Le film Saint Omer d'Alice Diop est diffusé ce soir sur Arte. Découvrez le fait divers sordide derrière le long-métrage : l'affaire de Fabienne Kabou, qui a abandonné sa fille de 15 mois sur une plage à Berck en 2013.
Saint Omer : du fait divers tragique au film
Le film Saint Omer d'Alice Diop, sorti en 2022, s'inspire directement d'un fait divers tragique ayant défrayé la chronique en France en 2013 : l'affaire Fabienne Kabou. Ce drame a captivé l'attention publique et soulevé des questions profondes sur la maternité, la santé mentale, et la responsabilité juridique.
Le film, tout comme l'affaire qui l'a inspiré, met en lumière la complexité des émotions et des motivations derrière un crime aussi troublant que l'infanticide. Lors de la Mostra de Venise 2022, le long-métrage d'Alice Diop (son premier en tant que fiction) a remporté le Lion d'Argent. Il a également remporté le César du meilleur premier film.
D'une manière quasi documentaire, Alice Diop nous fait entrer dans ce procès à travers le regard d'une romancière nommée Rama (Kayije Kagame) qui assiste au procès de Laurence Coly (Guslagie Malanda), accusée d'avoir tué sa fille de 15 mois. Au fil des témoignages, les certitudes de Rama vascillent.
L'Affaire Fabienne Kabou
L'affaire Fabienne Kabou est celle d'une femme originaire du Sénégal, intellectuelle brillante, condamnée pour avoir tué sa fille de 15 mois, Adélaïde, en l'abandonnant sur une plage de Berck-sur-Mer, en novembre 2013. L'enfant, laissée seule sur la plage à marée montante, a été retrouvée noyée le lendemain matin par un pêcheur de crevettes. Ce crime a profondément choqué l'opinion publique, non seulement à cause de la brutalité des faits, mais aussi du mystère entourant les motivations de la mère.

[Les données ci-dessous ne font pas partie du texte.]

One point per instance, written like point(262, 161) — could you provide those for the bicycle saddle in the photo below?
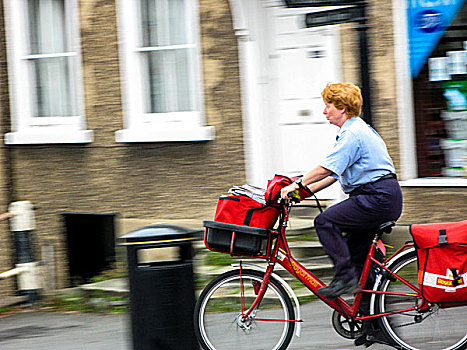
point(385, 227)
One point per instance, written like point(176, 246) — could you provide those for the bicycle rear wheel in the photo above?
point(218, 322)
point(432, 329)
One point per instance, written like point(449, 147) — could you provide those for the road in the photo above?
point(38, 330)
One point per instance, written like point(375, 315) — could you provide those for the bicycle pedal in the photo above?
point(388, 276)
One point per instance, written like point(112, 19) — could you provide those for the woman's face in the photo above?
point(333, 115)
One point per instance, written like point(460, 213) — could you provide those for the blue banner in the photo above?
point(427, 20)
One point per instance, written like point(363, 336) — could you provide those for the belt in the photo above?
point(387, 176)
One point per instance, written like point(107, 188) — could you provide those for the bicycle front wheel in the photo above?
point(218, 314)
point(434, 328)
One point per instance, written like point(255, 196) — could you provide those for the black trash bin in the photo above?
point(162, 293)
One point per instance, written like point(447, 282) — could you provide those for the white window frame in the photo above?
point(27, 129)
point(407, 144)
point(145, 127)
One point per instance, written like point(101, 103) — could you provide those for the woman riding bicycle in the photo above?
point(361, 162)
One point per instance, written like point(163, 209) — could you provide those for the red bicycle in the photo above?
point(252, 307)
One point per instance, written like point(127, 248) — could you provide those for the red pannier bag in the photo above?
point(273, 190)
point(442, 261)
point(241, 226)
point(243, 210)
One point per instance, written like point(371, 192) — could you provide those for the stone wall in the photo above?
point(146, 181)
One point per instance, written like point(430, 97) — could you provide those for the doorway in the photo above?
point(90, 244)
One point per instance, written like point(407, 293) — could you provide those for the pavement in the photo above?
point(40, 330)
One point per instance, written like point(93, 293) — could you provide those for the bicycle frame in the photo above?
point(281, 254)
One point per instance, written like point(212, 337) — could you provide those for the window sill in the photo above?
point(48, 137)
point(435, 182)
point(184, 134)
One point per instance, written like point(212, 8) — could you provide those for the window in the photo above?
point(431, 59)
point(161, 72)
point(45, 72)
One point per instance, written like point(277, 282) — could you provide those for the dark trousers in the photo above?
point(346, 229)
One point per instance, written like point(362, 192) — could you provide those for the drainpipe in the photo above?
point(22, 224)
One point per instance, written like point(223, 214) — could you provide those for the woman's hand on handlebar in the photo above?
point(287, 190)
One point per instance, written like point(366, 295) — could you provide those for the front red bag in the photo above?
point(242, 210)
point(442, 260)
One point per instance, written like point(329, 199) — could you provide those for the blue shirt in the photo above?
point(359, 155)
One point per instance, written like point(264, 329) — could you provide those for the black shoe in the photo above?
point(339, 287)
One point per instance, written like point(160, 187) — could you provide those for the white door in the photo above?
point(305, 61)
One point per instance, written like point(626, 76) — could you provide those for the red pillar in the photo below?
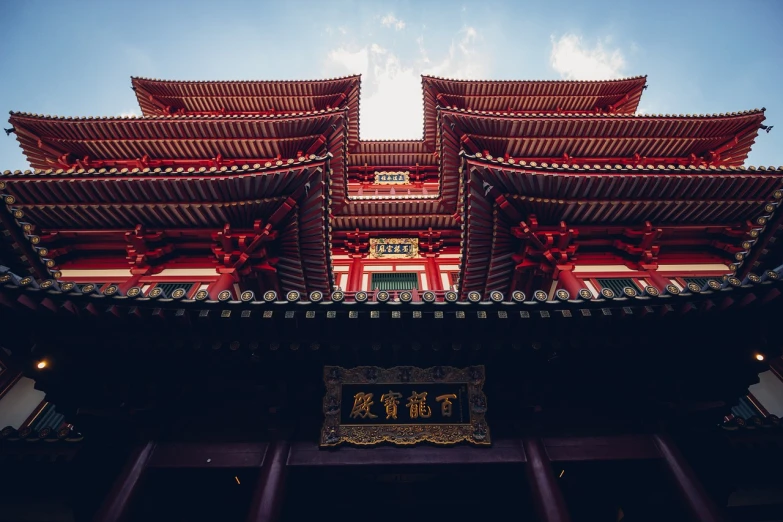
point(354, 275)
point(658, 280)
point(268, 497)
point(129, 283)
point(116, 506)
point(225, 281)
point(570, 282)
point(700, 504)
point(433, 274)
point(547, 497)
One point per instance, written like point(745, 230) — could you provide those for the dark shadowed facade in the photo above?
point(548, 308)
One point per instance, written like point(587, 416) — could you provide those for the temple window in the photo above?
point(391, 281)
point(618, 284)
point(169, 288)
point(701, 281)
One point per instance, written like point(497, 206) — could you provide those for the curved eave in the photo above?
point(251, 97)
point(728, 138)
point(763, 291)
point(530, 96)
point(45, 140)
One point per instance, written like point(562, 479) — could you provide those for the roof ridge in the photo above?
point(180, 117)
point(599, 114)
point(291, 162)
point(544, 165)
point(160, 80)
point(613, 80)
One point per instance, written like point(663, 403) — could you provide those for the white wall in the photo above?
point(19, 403)
point(769, 392)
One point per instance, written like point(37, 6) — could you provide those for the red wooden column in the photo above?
point(700, 504)
point(225, 281)
point(354, 275)
point(547, 497)
point(570, 282)
point(268, 497)
point(116, 505)
point(433, 274)
point(658, 280)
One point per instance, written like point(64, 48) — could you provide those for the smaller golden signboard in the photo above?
point(392, 178)
point(404, 405)
point(397, 247)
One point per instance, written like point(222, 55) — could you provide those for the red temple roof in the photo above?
point(720, 211)
point(165, 97)
point(722, 138)
point(615, 96)
point(49, 141)
point(290, 198)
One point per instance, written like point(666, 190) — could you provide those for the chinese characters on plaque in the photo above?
point(394, 247)
point(404, 405)
point(392, 178)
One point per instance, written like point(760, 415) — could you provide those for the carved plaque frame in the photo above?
point(335, 432)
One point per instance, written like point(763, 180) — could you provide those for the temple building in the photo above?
point(548, 308)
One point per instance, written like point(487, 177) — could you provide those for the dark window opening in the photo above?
point(47, 418)
point(701, 281)
point(168, 288)
point(391, 281)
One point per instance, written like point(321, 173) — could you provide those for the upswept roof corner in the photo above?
point(614, 96)
point(167, 97)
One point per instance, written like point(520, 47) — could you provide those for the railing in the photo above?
point(395, 296)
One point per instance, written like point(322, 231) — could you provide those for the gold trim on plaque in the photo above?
point(334, 433)
point(392, 178)
point(394, 248)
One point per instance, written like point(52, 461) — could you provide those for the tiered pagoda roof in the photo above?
point(221, 98)
point(210, 155)
point(520, 215)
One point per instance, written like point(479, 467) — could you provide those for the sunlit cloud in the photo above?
point(392, 21)
point(573, 59)
point(391, 97)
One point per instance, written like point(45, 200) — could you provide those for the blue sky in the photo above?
point(75, 58)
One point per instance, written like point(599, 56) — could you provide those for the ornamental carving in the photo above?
point(404, 406)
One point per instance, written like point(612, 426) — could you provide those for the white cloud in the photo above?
point(574, 60)
point(391, 97)
point(342, 62)
point(392, 21)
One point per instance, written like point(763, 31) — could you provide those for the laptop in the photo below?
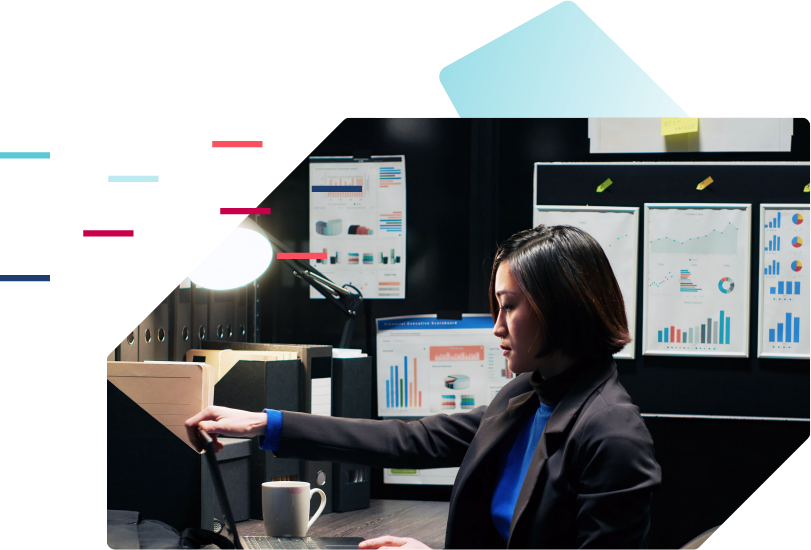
point(229, 529)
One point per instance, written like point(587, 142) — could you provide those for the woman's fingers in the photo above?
point(387, 542)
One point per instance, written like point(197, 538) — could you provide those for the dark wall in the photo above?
point(469, 187)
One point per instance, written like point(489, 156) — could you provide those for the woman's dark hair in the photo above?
point(570, 286)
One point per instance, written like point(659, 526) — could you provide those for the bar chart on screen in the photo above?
point(697, 279)
point(784, 283)
point(427, 365)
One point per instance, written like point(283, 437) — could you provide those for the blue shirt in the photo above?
point(513, 469)
point(511, 472)
point(273, 431)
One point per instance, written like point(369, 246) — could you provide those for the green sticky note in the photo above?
point(603, 186)
point(671, 126)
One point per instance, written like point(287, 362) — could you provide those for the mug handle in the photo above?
point(320, 508)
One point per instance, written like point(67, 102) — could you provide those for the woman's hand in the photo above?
point(225, 421)
point(392, 542)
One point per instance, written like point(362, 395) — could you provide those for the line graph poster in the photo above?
point(357, 216)
point(617, 231)
point(783, 323)
point(696, 288)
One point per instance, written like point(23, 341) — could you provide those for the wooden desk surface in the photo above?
point(422, 520)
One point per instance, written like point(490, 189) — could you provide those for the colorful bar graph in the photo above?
point(712, 332)
point(790, 336)
point(786, 287)
point(403, 392)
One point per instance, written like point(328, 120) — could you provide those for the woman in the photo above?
point(560, 459)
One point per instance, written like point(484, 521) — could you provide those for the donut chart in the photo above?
point(726, 285)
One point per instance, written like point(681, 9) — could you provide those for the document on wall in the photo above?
point(644, 135)
point(617, 231)
point(783, 328)
point(427, 365)
point(358, 217)
point(696, 288)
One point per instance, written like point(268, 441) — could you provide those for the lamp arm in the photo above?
point(348, 302)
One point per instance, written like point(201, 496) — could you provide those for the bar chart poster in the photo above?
point(357, 217)
point(427, 365)
point(696, 288)
point(617, 231)
point(783, 315)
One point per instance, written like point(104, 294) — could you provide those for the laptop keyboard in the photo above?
point(279, 543)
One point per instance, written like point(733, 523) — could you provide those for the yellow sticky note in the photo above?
point(603, 186)
point(672, 126)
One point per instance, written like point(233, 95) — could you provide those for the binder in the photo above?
point(257, 385)
point(316, 363)
point(311, 356)
point(351, 398)
point(149, 469)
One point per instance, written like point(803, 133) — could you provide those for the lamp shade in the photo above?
point(242, 257)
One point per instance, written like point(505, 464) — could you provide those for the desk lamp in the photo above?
point(247, 253)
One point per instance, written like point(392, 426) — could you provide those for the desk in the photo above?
point(422, 520)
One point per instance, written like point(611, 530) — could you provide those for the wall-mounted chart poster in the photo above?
point(696, 288)
point(617, 231)
point(783, 327)
point(357, 216)
point(427, 365)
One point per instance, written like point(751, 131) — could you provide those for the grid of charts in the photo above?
point(783, 329)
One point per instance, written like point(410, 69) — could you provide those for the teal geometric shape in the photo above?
point(50, 198)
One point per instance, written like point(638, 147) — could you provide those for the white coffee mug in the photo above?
point(286, 508)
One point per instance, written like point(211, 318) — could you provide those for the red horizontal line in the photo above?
point(302, 255)
point(229, 218)
point(263, 146)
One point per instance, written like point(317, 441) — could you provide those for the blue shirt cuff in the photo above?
point(273, 431)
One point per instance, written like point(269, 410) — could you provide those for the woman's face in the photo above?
point(517, 325)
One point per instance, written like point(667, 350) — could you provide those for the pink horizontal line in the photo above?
point(263, 146)
point(230, 218)
point(302, 255)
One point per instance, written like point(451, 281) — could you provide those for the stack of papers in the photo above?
point(343, 353)
point(169, 391)
point(223, 360)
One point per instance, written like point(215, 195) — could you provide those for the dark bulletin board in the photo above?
point(469, 187)
point(695, 385)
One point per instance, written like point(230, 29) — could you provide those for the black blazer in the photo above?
point(589, 485)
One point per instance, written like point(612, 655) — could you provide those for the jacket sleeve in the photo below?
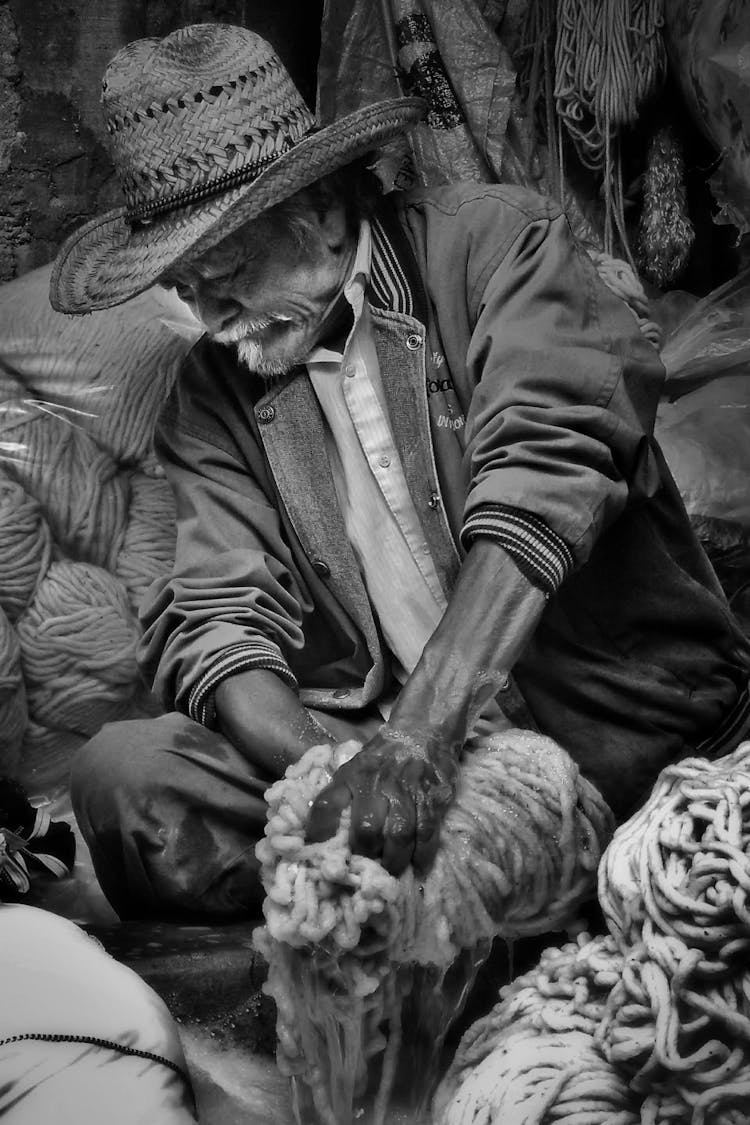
point(231, 602)
point(565, 390)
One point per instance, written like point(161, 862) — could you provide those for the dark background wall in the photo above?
point(54, 171)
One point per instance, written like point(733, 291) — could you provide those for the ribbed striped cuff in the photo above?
point(255, 654)
point(539, 552)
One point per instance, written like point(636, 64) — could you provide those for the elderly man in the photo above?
point(417, 494)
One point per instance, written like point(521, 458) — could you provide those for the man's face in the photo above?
point(261, 290)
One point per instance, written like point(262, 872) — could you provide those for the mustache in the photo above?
point(247, 326)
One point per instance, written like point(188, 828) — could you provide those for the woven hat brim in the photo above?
point(106, 262)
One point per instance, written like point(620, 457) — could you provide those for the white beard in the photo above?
point(250, 350)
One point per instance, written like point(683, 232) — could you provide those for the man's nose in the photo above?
point(215, 309)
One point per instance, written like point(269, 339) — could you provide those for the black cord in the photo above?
point(93, 1041)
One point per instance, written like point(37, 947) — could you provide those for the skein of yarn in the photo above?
point(147, 549)
point(78, 642)
point(518, 852)
point(25, 548)
point(81, 493)
point(675, 890)
point(14, 713)
point(532, 1060)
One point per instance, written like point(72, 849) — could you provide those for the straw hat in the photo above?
point(206, 129)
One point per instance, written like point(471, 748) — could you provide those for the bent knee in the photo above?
point(116, 762)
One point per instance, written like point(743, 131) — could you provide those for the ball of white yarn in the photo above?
point(147, 549)
point(82, 495)
point(78, 648)
point(25, 547)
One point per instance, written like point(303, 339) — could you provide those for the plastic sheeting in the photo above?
point(708, 44)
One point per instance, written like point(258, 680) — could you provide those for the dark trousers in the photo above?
point(171, 812)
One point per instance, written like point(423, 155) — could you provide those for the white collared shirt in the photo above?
point(381, 521)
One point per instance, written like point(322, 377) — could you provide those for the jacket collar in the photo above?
point(395, 281)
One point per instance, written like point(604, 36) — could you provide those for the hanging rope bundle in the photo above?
point(666, 233)
point(147, 547)
point(25, 548)
point(518, 851)
point(81, 493)
point(14, 714)
point(78, 641)
point(675, 889)
point(610, 60)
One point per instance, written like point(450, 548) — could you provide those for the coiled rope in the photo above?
point(659, 1008)
point(610, 57)
point(518, 851)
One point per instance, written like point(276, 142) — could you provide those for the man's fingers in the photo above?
point(399, 834)
point(369, 812)
point(326, 812)
point(426, 834)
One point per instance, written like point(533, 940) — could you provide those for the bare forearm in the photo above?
point(264, 720)
point(491, 614)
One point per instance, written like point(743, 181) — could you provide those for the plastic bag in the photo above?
point(703, 422)
point(703, 425)
point(87, 518)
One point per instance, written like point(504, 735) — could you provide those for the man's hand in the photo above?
point(398, 793)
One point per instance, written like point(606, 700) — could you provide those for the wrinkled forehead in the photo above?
point(246, 244)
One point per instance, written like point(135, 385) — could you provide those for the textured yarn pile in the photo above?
point(518, 853)
point(650, 1023)
point(87, 520)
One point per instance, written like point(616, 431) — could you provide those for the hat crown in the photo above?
point(206, 108)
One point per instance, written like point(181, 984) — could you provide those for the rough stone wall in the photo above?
point(54, 171)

Lors de son arrestation, Fabienne Kabou a immédiatement reconnu les faits, en affirmant qu'elle avait été sous l'influence de forces occultes et de sorcellerie. Pourtant, l'enquête a révélé qu'elle avait soigneusement planifié son acte, en consultant notamment les horaires des marées et des trains pour se rendre à Berck. Le procès a mis en lumière une personnalité complexe et troublée, oscillant entre un intellect supérieur (un QI de 135) et des croyances mystiques profondes. Elle a expliqué que des forces obscures avaient pris le contrôle de ses actions, l'amenant à assassiner sa propre fille.
Fabienne Kabou a été condamnée en 2016 à 20 ans de réclusion criminelle pour ce meurtre. Cependant, lors de son procès en appel en 2017, sa peine a été réduite à 15 ans de prison. La cour d'assises du Nord a retenu l'altération de son discernement au moment des faits, en raison de troubles psychiatriques, mais a confirmé qu'elle était tout de même responsable de ses actes.
Ce procès a soulevé de nombreuses questions sur le degré de responsabilité de Fabienne Kabou, mais aussi sur les pressions culturelles et personnelles qui pèsent sur les femmes, en particulier les mères. Sa défense, notamment, a plaidé qu'elle était en proie à des délires mystiques qui l'ont poussée à commettre l'irréparable.
Une affaire qui a profondément marqué Alice Diop
Alice Diop a été profondément marquée par cette affaire, et a suivi une partie du procès. Son film s'attache moins à reconstituer minutieusement les faits qu'à explorer les dilemmes moraux et psychologiques qu'une telle tragédie peut soulever.
Dans Saint Omer, Alice Diop réussit à dépeindre une société face à une mère qui a commis l'impensable, et invite les spectateurs à une réflexion sur les concepts de culpabilité, de jugement et d'empathie. Loin de condamner, le film cherche à comprendre l'incompréhensible, en mettant en lumière des thèmes universels tels que la pression parentale, l'exclusion sociale, et les croyances personnelles.